To evaluate the responses and context retrieved from various methods, we use TruLens🐙 to explore a Triad of metrics, context relevance(context to query), answer relevance(answer to query) and groundedness(answer to context).

Instead of using OpenAI, we use Ollama 🦙 to install various models locally, allowing users without access to OpenAI to run these notebook without any issue. This notebook is recommend to run using Google Colab using the free T4 GPU compute. 🖥️


## 01 Setup

In [18]:
%%capture
!curl https://ollama.ai/install.sh | sh

from trulens_eval import Tru
tru = Tru()
tru.reset_database()

In [19]:
import urllib.request
from llama_index import Document
from llama_index import SimpleDirectoryReader

# Downloads document and store as pdf locally
url = 'https://proceedings.neurips.cc/paper_files/paper/2017/file/3f5ee243547dee91fbd053c1c4a845aa-Paper.pdf'
file = 'attention.pdf'
urllib.request.urlretrieve(url, file)

# Create llama_index document which will be used to create index
# The created index will provide context and used to answer questions using RAG later
documents = SimpleDirectoryReader(input_files=[file]).load_data()
document = Document(text="\n\n".join([doc.text for doc in documents]))

In [20]:
import os
from time import sleep
from subprocess import Popen
from llama_index.embeddings import HuggingFaceEmbedding

# Pull embedding llm and reranking llm from HuggingFace
# model = 'dolphin-phi'
model = 'llama2'
base_url = 'http://localhost:11434'
embed_model = HuggingFaceEmbedding(model_name="BAAI/bge-small-en")
reranker_model = "BAAI/bge-reranker-base"

# Pulls model from Ollama. Will be used as evaluating llm and generating llm
p = Popen(["ollama", "serve"])  # something long running
sleep(1)
os.system(f'ollama pull {model}')

0

In [21]:
from langchain.llms import Ollama
from trulens_eval import LiteLLM
import litellm
litellm.set_verbose=False

# 2 objects are created from the same model, 1 for generating answers, 1 for evaluating the RAG performance

# Used by llama_index ServiceContext as generating llm
ollama = Ollama(base_url=base_url, model=model)

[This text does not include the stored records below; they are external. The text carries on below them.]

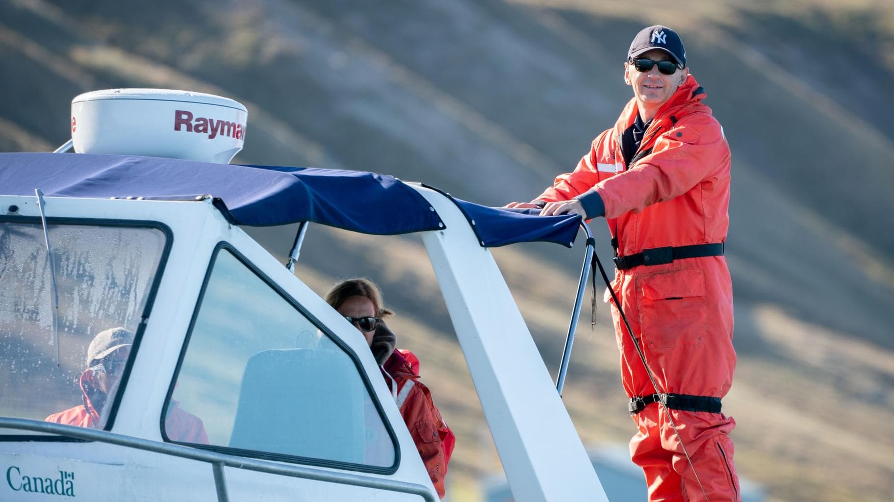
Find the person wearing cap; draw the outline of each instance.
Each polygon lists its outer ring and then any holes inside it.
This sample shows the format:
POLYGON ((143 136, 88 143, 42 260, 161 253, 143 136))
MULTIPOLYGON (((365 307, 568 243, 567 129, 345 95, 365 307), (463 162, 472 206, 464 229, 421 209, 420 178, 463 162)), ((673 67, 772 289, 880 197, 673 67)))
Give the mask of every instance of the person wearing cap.
MULTIPOLYGON (((44 419, 65 425, 102 429, 108 418, 111 402, 121 382, 124 365, 133 345, 133 332, 112 328, 99 332, 87 348, 87 369, 78 382, 83 404, 53 414, 44 419)), ((165 429, 169 439, 207 444, 208 436, 201 419, 189 414, 172 401, 165 411, 165 429)))
POLYGON ((393 313, 383 306, 378 286, 367 279, 350 279, 333 288, 325 300, 366 339, 428 477, 443 498, 456 437, 434 406, 432 393, 419 381, 419 359, 409 350, 396 348, 397 337, 382 320, 393 313))
POLYGON ((722 255, 730 146, 673 29, 637 34, 624 81, 633 98, 574 172, 530 203, 507 207, 608 222, 617 270, 606 301, 638 429, 630 453, 649 500, 739 500, 729 436, 736 423, 721 413, 736 365, 722 255))

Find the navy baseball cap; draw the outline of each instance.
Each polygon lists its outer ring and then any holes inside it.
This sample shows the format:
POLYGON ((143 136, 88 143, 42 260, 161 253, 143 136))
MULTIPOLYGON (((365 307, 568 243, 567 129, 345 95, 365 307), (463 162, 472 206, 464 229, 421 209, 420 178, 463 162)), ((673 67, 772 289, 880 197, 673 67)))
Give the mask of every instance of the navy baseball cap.
POLYGON ((677 64, 686 67, 686 48, 683 47, 679 35, 660 24, 644 28, 637 34, 630 44, 630 50, 627 52, 627 59, 630 60, 653 49, 668 53, 677 64))

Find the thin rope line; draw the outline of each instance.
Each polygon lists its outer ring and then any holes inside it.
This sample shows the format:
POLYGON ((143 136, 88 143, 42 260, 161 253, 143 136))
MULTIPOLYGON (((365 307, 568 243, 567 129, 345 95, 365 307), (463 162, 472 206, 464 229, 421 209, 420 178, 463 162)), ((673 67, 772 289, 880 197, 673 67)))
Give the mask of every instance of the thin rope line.
MULTIPOLYGON (((611 284, 609 281, 608 275, 605 273, 605 269, 603 268, 603 264, 599 261, 599 257, 596 256, 595 251, 593 253, 593 259, 596 261, 596 265, 599 267, 599 273, 603 275, 603 280, 608 286, 609 292, 611 293, 611 299, 614 300, 615 306, 618 307, 618 313, 620 314, 620 318, 624 321, 624 325, 627 327, 627 332, 630 335, 630 339, 633 340, 633 346, 637 348, 637 353, 639 354, 639 359, 643 362, 643 366, 645 367, 645 374, 648 375, 649 381, 652 381, 652 387, 659 393, 658 396, 660 400, 658 404, 660 406, 664 408, 664 413, 667 414, 668 420, 670 422, 670 427, 673 428, 673 432, 677 435, 679 446, 683 448, 683 455, 686 456, 686 460, 689 463, 689 467, 692 469, 692 473, 696 476, 696 481, 698 481, 698 487, 702 489, 702 493, 704 495, 704 500, 705 502, 711 502, 708 499, 708 492, 704 489, 704 485, 702 484, 702 480, 698 477, 698 473, 696 471, 696 465, 692 463, 692 457, 689 456, 689 452, 686 449, 686 444, 683 443, 683 437, 679 435, 679 431, 677 430, 677 424, 674 423, 673 417, 670 416, 670 410, 667 406, 667 392, 662 392, 661 388, 658 387, 658 382, 655 381, 655 377, 652 373, 652 369, 649 368, 648 363, 645 362, 645 355, 643 353, 643 348, 639 346, 639 340, 637 340, 637 337, 633 335, 633 330, 630 329, 630 323, 627 322, 627 315, 624 314, 624 309, 621 308, 620 301, 618 300, 618 296, 615 295, 614 289, 611 289, 611 284)), ((626 360, 625 356, 625 361, 626 360)))

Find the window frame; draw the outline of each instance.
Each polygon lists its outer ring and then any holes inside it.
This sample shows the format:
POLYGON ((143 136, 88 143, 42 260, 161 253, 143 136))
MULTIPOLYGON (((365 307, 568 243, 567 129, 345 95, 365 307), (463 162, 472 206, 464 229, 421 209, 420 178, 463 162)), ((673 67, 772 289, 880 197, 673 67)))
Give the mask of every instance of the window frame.
POLYGON ((208 262, 208 268, 205 272, 205 278, 202 280, 202 288, 198 293, 198 298, 196 300, 196 305, 192 312, 192 317, 190 320, 190 327, 187 330, 186 337, 183 339, 183 346, 181 348, 180 356, 177 359, 177 365, 174 367, 173 375, 171 379, 171 384, 168 386, 168 391, 164 397, 164 402, 162 405, 161 416, 159 417, 159 429, 161 431, 162 439, 166 443, 185 445, 193 448, 198 448, 202 449, 207 449, 210 451, 215 451, 218 453, 224 453, 228 455, 238 455, 240 456, 249 456, 252 458, 261 458, 264 460, 273 460, 277 462, 287 462, 289 464, 299 464, 307 465, 314 465, 318 467, 329 467, 333 469, 341 469, 345 471, 356 471, 359 473, 368 473, 374 474, 393 474, 397 472, 398 468, 401 466, 401 443, 397 439, 397 435, 394 433, 394 430, 392 427, 391 423, 388 420, 387 415, 384 414, 384 408, 382 406, 382 403, 379 402, 378 397, 372 389, 371 382, 369 381, 368 375, 367 375, 366 371, 363 368, 363 364, 360 363, 359 358, 350 346, 348 346, 344 341, 342 340, 338 336, 335 335, 325 324, 321 322, 319 319, 316 318, 313 314, 310 313, 307 308, 301 305, 297 300, 295 300, 291 295, 285 292, 279 284, 274 280, 270 279, 270 277, 264 272, 259 267, 255 265, 251 261, 240 253, 233 245, 230 244, 225 240, 222 240, 217 243, 214 250, 211 253, 211 259, 208 262), (176 387, 178 377, 180 376, 181 367, 183 364, 183 359, 186 356, 186 353, 190 347, 190 340, 192 338, 193 329, 195 328, 196 322, 198 319, 198 314, 202 307, 202 302, 205 299, 205 292, 207 289, 208 281, 211 279, 211 274, 214 272, 215 264, 217 262, 217 256, 220 255, 221 250, 226 250, 233 255, 240 263, 241 263, 249 272, 255 274, 261 281, 266 284, 273 292, 280 296, 283 300, 285 300, 289 305, 292 306, 299 314, 304 315, 304 317, 314 324, 317 330, 320 330, 325 336, 334 343, 339 348, 341 348, 344 353, 351 359, 354 363, 354 367, 357 369, 357 372, 359 374, 360 379, 363 381, 364 388, 369 394, 370 399, 375 406, 376 412, 379 414, 379 418, 382 420, 382 423, 384 425, 385 431, 388 432, 388 437, 391 438, 392 448, 394 448, 394 462, 392 465, 387 467, 369 465, 367 464, 353 464, 350 462, 341 462, 337 460, 327 460, 323 458, 315 458, 310 456, 299 456, 293 455, 285 455, 281 453, 265 452, 260 450, 249 450, 242 448, 235 448, 231 447, 224 447, 219 445, 201 445, 198 443, 189 443, 182 441, 174 441, 167 437, 167 433, 164 428, 164 415, 165 411, 171 402, 171 398, 173 396, 174 387, 176 387))
MULTIPOLYGON (((0 223, 7 222, 32 223, 39 225, 41 228, 43 227, 43 222, 39 216, 0 216, 0 223)), ((137 330, 134 332, 131 354, 128 356, 127 364, 124 364, 124 371, 121 375, 121 382, 118 384, 118 390, 115 392, 114 398, 112 400, 112 407, 109 410, 109 416, 105 419, 105 424, 102 429, 102 431, 112 431, 112 428, 114 427, 115 417, 118 414, 118 406, 121 404, 122 397, 124 396, 124 391, 127 389, 127 383, 131 380, 131 369, 133 366, 133 361, 136 359, 137 354, 139 352, 139 346, 143 339, 143 332, 146 330, 146 323, 149 319, 149 315, 152 314, 152 307, 155 305, 156 296, 158 293, 158 288, 161 284, 162 277, 164 275, 164 268, 167 264, 168 256, 171 254, 171 247, 173 246, 173 232, 171 231, 171 228, 164 223, 154 220, 115 220, 107 218, 69 218, 52 216, 46 218, 46 226, 49 227, 49 225, 152 229, 161 230, 164 235, 164 246, 162 248, 161 255, 158 257, 156 276, 152 279, 152 285, 149 287, 148 293, 146 296, 146 305, 143 307, 142 314, 140 314, 139 323, 137 325, 137 330)), ((50 241, 50 246, 52 245, 53 243, 50 241)), ((0 434, 0 441, 92 442, 88 439, 79 439, 65 436, 45 436, 32 434, 0 434)))

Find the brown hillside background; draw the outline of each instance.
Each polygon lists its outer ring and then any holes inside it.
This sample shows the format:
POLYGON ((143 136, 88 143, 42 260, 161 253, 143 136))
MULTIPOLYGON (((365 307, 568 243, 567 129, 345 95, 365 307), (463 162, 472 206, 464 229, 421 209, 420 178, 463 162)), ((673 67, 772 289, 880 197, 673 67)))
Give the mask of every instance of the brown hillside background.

# Used by Trulens as evaluation llm
ollama_provider = LiteLLM(model_engine=f"ollama/{model}", api_base=base_url)

## 02 Advanced RAG

Retrieval Augmented Generation


### Direct Query Engine

In [22]:
from llama_index import VectorStoreIndex
from llama_index import ServiceContext

# Creates ServiceContext, which is a bundler to hold generating llm and embedding llm
service_context = ServiceContext.from_defaults(llm=ollama, embed_model=embed_model)

# VectorStoreIndex converts text from earlier document into embeddings using embedding llm
# query_engine is created from the index, and is able to answer questions with context from the document
index = VectorStoreIndex.from_documents([document], service_context=service_context)
query_engine = index.as_query_engine()

## Sentence-window retrieval

In [23]:
from llama_index.node_parser import SentenceWindowNodeParser
from llama_index import StorageContext
from llama_index import load_index_from_storage

# SentenceWindowNodeParser takes in parameters used to decide how the sentence window RAG is
node_parser = SentenceWindowNodeParser.from_defaults(window_size=3, window_metadata_key="window", original_text_metadata_key="original_text")
sentence_context = ServiceContext.from_defaults(llm=ollama, embed_model=embed_model, node_parser=node_parser)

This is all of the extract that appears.